Initiation of Pushing Different
ACOG
Recommends pushing commence when complete cervical dilation is achieved.
AWHONN
Consider delaying pushing until maternal urge to push (up to 2 hr nulliparous, 1 hr multiparous). Delayed pushing can promote fetal wellbeing.

Bedside Impact

Patient is complete; physician says start pushing. Nurse says wait for the urge. This plays out on every labor unit, every day. Both are following their respective guidelines.

FHR Changes in Second Stage Different
ACOG
References "modification of cadence of maternal expulsive efforts" as resuscitative strategy, but acknowledges this is expert opinion without quality data.
AWHONN
Recommends reducing pushing to every other or every third contraction for category II FHR. Presents this as effective for minimizing progressive fetal oxygen desaturation. Based on a single RCT of 45 women (Simpson 2005).

Bedside Impact

AWHONN presents intermittent pushing as evidence-based without grading the evidence. ACOG acknowledges it lacks quality data. A nurse limiting pushing to every third contraction may frustrate a physician who sees no evidence basis and fears prolonging the second stage.
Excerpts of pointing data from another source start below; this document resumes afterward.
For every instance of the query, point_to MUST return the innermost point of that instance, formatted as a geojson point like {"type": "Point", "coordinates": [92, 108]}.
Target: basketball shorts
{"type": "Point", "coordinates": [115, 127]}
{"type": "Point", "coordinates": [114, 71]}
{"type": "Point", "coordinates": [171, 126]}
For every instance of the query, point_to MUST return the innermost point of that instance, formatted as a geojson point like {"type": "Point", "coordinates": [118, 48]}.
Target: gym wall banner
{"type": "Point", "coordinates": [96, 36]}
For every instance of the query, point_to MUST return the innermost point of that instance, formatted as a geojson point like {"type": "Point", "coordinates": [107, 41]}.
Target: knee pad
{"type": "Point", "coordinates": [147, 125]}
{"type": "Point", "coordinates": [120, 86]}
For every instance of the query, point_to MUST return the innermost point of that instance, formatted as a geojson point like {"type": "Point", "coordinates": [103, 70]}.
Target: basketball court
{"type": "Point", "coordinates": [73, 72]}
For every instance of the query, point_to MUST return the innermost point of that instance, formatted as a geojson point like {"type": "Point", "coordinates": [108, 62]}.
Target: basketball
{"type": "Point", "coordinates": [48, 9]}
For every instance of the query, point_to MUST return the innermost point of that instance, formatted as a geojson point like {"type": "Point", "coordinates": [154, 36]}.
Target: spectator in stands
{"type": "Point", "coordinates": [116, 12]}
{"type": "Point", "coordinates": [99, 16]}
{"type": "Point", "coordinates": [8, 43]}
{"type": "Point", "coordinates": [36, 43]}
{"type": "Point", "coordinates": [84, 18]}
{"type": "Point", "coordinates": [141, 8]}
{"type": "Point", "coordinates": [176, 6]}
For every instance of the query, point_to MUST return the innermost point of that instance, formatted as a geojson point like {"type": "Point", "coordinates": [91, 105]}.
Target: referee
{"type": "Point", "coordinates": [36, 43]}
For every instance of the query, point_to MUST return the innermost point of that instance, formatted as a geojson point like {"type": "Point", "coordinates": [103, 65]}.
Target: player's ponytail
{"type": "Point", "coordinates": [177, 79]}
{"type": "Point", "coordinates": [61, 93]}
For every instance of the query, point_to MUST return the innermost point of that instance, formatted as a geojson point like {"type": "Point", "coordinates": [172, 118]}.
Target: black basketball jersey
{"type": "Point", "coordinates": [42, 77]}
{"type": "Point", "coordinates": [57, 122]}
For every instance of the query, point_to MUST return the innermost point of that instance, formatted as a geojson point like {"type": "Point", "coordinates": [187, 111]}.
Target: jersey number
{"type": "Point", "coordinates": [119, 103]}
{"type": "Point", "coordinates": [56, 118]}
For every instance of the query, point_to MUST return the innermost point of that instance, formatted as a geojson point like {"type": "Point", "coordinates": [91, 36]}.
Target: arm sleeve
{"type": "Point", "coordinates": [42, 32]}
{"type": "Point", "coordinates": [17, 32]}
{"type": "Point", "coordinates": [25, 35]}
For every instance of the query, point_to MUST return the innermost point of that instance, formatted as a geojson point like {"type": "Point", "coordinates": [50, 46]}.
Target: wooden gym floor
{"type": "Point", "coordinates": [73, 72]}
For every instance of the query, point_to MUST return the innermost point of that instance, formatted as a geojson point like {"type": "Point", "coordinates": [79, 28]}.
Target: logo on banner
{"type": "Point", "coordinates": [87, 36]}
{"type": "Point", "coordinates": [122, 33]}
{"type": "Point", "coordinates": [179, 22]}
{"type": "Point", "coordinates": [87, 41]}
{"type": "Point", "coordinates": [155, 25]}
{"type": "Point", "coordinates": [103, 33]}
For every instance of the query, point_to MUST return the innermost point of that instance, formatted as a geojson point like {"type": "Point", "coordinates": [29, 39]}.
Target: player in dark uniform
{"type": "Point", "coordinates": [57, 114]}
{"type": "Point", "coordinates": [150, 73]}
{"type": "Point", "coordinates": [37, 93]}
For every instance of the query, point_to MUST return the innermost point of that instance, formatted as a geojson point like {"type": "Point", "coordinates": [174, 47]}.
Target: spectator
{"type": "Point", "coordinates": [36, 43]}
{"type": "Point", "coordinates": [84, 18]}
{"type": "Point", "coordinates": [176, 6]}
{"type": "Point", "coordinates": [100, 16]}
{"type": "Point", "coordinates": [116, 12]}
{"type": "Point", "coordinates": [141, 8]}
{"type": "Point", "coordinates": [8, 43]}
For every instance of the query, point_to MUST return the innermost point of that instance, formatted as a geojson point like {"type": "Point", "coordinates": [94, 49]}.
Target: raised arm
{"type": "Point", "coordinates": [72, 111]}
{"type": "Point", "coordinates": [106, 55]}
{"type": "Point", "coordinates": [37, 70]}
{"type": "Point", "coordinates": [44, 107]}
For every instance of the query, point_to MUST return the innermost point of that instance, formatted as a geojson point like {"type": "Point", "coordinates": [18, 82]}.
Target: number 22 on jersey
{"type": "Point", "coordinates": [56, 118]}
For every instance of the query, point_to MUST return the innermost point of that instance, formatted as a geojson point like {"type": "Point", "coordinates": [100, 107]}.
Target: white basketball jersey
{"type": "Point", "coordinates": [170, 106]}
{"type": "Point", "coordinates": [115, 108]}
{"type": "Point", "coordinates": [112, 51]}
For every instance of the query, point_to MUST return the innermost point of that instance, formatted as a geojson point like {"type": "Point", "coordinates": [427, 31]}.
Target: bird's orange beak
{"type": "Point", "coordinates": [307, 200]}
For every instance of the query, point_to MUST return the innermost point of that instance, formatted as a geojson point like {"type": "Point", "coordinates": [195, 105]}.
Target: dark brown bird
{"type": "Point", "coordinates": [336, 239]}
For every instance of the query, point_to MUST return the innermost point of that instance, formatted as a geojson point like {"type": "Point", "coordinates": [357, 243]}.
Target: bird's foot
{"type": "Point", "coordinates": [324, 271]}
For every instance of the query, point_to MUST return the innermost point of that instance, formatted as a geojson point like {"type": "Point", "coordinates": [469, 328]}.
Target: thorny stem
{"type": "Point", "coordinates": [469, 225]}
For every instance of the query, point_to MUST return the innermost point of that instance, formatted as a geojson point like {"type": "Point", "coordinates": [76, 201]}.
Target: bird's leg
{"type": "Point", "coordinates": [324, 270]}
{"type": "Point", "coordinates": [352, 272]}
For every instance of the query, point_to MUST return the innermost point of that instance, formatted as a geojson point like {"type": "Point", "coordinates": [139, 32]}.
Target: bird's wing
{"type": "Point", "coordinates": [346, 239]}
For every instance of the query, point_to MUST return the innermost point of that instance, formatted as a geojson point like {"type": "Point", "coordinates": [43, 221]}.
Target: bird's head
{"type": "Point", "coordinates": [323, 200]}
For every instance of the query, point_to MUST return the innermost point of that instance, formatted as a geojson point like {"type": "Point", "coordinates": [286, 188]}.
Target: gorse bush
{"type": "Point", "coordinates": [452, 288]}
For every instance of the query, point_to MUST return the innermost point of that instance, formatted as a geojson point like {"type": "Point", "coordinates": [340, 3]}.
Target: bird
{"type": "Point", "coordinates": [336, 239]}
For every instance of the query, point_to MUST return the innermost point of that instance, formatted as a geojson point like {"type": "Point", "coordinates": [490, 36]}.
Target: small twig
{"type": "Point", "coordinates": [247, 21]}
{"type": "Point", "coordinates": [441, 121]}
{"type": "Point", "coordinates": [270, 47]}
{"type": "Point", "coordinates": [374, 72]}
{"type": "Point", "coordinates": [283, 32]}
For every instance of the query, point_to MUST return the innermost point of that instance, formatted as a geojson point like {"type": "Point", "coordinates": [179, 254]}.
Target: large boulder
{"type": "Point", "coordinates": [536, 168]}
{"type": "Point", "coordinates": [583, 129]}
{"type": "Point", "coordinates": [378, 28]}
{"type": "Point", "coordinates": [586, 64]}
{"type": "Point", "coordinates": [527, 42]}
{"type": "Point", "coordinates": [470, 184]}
Neuraxial Analgesia Different
ACOG
Regional techniques provide pain relief with minimal maternal and neonatal adverse effects.
AWHONN
Highlights risks: hypotension (~10%), fever (~30%), FHR decelerations/bradycardia (17-42%). Note: the 17-42% figure was miscited from an ACOG bulletin about uterine resting tone, not FHR.

Bedside Impact

The framing differs: ACOG presents epidurals as largely benign; AWHONN highlights complications. A nurse trained on AWHONN's complication rates may view epidurals more cautiously. The miscitation of the 17-42% FHR figure is particularly problematic, as it inflates perceived risk.

Elective Induction / ARRIVE Trial Different
ACOG
Shared decision-making for induction at/beyond 39 weeks. Discusses resource and equity considerations.
AWHONN
Emphasizes ARRIVE confirmed it is "safe to await spontaneous labor." Warns of potential increase in elective induction and "escalation of the medicalization of childbirth."

Bedside Impact

ACOG and AWHONN draw different conclusions from the same trial. ACOG focuses on the reduced cesarean rate with induction. AWHONN focuses on validating expectant management and warns against overmedicalization. This sets the stage for philosophical conflict about the role of intervention.

Outpatient Cervical Ripening Different
ACOG
Outpatient cervical ripening is safe and effective for reducing admission-to-delivery time in low-risk patients.
AWHONN
Evidence from US RCTs is needed before outpatient cervical ripening can be considered.